Aktorsko serial należy do Jana Frycza. Jego Dario to postać ważna, może najważniejsza, ale epizodyczna. Bardzo intensywna. Robert Więckiewicz - gra swoją postać w sposób nieco przerysowany, ale jest to zamierzone i daje wspaniały efekt. Kiedy się śmiejesz z jego nawijki, aby sobie zdać sprawę, że to bardzo groźny, bezwzględny, wręcz psychopatyczny typ. To samo jest z Januszem Chabiorem - gra naprawdę wrednego typa, też jest w tej kreacji momentami przesadny, ale liczy się efekt, a ten jest mocny. A do tego uzupełnia się z pozostałymi bandziorami, pokazując jak krucha w takim środowisku może być "sztama", "sztywność", raz, dwa i nie ma.

I na koniec Kamil Nożyński - grający główną rolę. Ale to nie aktor, co mnie zdziwiło. Taką produkcję oprzeć na amatorze, bez aktorskiego wykształcenia, jedynie z raperskim "backgroundem" - to wymagało odwagi. I się opłaciło. Facet ma niesamowitą twarz i naprawdę używając oszczędnych środków wyrazu (jakby idealnie dla amatora, ale się nie znam), potrafił zagrać tą twarzą i nie ulec w "starciu" z zawodowcami.

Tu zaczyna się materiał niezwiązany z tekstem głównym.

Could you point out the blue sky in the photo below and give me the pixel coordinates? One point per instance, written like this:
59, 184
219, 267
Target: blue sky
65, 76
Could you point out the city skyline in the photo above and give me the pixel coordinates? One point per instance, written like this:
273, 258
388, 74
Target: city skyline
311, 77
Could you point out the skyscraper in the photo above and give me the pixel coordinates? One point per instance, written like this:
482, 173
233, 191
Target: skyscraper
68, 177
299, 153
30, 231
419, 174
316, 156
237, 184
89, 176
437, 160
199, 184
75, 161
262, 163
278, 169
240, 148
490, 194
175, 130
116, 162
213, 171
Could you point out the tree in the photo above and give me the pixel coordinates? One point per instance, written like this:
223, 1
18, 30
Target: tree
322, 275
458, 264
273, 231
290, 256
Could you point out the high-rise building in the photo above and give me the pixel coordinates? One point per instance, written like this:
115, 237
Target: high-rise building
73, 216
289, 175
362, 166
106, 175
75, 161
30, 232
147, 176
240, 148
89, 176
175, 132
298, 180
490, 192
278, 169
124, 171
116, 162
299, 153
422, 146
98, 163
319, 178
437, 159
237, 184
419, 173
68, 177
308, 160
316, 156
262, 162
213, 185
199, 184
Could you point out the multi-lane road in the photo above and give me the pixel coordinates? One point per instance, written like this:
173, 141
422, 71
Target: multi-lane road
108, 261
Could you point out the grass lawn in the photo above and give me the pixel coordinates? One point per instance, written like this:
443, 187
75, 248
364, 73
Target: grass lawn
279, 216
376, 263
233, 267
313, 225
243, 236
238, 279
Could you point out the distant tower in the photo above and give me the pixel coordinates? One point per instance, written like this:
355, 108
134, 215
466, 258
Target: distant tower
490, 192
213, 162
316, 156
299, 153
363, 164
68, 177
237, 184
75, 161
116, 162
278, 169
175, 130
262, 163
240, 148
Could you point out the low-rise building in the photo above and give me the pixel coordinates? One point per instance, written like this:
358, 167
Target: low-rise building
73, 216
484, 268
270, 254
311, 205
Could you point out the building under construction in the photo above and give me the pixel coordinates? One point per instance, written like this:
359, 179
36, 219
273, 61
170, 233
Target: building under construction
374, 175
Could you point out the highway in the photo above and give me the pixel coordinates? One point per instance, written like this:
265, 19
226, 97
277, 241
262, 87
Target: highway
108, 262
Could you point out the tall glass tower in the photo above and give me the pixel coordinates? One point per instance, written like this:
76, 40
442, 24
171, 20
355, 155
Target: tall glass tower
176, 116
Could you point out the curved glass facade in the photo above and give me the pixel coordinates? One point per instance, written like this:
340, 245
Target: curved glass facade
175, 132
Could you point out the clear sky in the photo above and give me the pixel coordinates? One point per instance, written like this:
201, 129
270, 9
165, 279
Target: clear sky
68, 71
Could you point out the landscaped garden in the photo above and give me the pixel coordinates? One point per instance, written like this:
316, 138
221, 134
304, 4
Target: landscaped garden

Do tego epizodziki - Cezary Pazura, stylizowany nieco na Kubę Wojewódzkiego. Ewa Skibińska, Mariusz Soszyński, Ilona Ostrowska - wpadają na dłuższą lub krótszą chwilę uzupełniając całość.

Kolejna zaleta - doskonale dobrana muzyka. Jeśli ten serial pójdzie za granicę, a na pewno się tak stanie, jeśli już się nie stało, to muzycznie może nasz kraj ładnie rozsławić. Zwłaszcza że ścieżka dźwiękowa jest bardzo różnorodna.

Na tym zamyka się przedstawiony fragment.